Cuando se trata de víctimas de delito, es común que la ley se mire limitada, estrecha y pequeña, llevando a cuestas duelo, miedo, indignación, deterioro, destrucción, daño y pérdida. Las víctimas de robos, asaltos, extorsiones, fraudes, secuestros, etc., deben conservar energía para emprender el muy largo, tedioso y solitario calvario de su re victimización al acudir al Ministerio Público o fiscal investigador; deben seguir procesos, preguntar, insistir, esperar y volver a esperar… En el mejor de los casos, aunque también el menos probable, pudiera haber excepcionalmente algún resultado: la captura del delincuente, sanción o quizá una reparación del daño, sabedores de que la impunidad —delito sin castigo— es de 99 por ciento.

La desconfianza en la justicia penal se explica con la cifra negra de 93.8% de delitos no denunciados, reflejada en la Encuesta Nacional de Victimización y Percepción sobre Seguridad Pública (ENVIPE) 2015, a cargo del Inegi. La raquítica situación confirma la incidencia y costos de inseguridad cercanos a los 227,000 millones de pesos, algo así como 5,861 pesos por víctima o 1.27% del PIB nacional.

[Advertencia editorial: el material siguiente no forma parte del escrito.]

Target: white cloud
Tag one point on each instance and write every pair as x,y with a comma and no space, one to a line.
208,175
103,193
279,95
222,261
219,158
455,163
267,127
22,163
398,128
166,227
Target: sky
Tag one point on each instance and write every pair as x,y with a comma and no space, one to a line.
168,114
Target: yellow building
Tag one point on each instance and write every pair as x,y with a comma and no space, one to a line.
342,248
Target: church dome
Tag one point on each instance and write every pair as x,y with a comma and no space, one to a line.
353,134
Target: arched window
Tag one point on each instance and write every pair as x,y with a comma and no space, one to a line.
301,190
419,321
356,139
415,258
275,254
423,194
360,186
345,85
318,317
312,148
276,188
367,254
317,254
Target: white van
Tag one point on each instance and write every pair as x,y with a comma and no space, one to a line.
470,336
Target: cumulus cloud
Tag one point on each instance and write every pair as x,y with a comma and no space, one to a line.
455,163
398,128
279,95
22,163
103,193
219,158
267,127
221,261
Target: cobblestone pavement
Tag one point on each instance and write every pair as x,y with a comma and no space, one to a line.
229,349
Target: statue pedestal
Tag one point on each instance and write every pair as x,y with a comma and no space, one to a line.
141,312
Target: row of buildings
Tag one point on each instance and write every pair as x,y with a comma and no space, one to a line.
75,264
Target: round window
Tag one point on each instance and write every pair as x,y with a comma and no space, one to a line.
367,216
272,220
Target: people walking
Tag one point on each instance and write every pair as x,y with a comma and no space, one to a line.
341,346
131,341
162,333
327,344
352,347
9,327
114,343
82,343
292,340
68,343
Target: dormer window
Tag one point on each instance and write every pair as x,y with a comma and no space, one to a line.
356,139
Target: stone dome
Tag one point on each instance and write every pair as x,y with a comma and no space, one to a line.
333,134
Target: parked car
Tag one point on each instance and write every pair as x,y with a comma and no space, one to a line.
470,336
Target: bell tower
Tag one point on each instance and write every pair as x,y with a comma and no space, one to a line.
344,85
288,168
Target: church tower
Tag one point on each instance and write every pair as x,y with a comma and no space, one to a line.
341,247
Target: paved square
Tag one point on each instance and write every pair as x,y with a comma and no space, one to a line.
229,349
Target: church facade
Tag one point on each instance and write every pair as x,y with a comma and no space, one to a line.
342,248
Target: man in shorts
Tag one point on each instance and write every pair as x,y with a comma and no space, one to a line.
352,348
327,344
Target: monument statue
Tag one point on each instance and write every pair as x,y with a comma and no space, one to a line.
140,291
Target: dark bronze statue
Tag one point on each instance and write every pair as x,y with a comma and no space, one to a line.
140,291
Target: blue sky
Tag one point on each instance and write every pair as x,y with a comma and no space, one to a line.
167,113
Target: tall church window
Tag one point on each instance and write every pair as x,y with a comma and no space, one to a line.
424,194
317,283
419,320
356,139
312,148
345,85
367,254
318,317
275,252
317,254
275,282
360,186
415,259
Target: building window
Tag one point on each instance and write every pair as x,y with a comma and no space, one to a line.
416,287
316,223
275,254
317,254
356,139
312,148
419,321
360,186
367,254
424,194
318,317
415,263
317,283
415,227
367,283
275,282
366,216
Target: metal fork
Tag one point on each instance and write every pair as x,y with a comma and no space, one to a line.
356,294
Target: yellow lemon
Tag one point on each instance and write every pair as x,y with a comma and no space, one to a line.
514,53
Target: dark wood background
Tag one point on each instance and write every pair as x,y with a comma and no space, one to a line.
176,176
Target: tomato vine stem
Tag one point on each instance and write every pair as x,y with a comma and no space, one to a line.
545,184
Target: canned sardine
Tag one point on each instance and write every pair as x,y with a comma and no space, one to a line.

En el caso del robo, el más común de los delitos, con todo y la reticencia —muchas veces porque la denuncia suele ser trámite obligado—, durante el 2015 en México se inició una denuncia por robo con violencia cada 3 minutos, 11 segundos. Más de la mitad se concentraron en el Estado de México, la Ciudad de México, Tabasco, Baja California y Puebla, según cifras del Observatorio Nacional Ciudadano dirigido por Francisco Rivas.

Todos los códigos penales del país contemplan sanciones por robo; sin embargo, ni la letra legal, ni los instrumentos vigentes ni las instituciones gubernamentales otorgan consideración alguna a otros agravios derivados de tal impunidad, como los de índole psicológica, mental y emocional. Peor aun, la percepción colectiva considera que las autoridades se preocupan más por preservar los derechos humanos de los presuntos criminales.

Todos hemos sufrido un robo directa o indirectamente, o hemos conocido alguno de primera mano, pero no se trata de que cada quien padezca su propio viacrucis o procese su pesar como acto íntimo. En conjunto, las víctimas conforman una profunda herida nacional y una afectación emocional irreparable conocida como “daño moral social”, acumulado de generación en generación.

La justicia es pronta y efectiva, o no es justicia

La justicia restaurativa está ausente en México. Más allá de mecanismos gubernamentales como la Comisión Ejecutiva de Atención a Víctimas (CEAV), y de los no gubernamentales como, por ejemplo, el Centro de Integración Ciudadana (CIC) en Nuevo León, debemos seguir buscando y exigiendo avances reales, adicionales a la simple letra de las leyes. Específicamente, la Ley General de Víctimas ordena a las autoridades —de todos los ámbitos de gobierno— velar por la protección de víctimas, proporcionarles ayuda, asistencia o “reparación integral”. Esta última comprende medidas de restitución, rehabilitación, compensación, satisfacción y garantías de no repetición, en sus dimensiones individual, colectiva, material, moral y simbólica.

Éste es el tamaño de la enorme misión del nuevo sistema de justicia penal. ¿Habrá razones para ser escépticos frente a los innumerables agravios a escala nacional?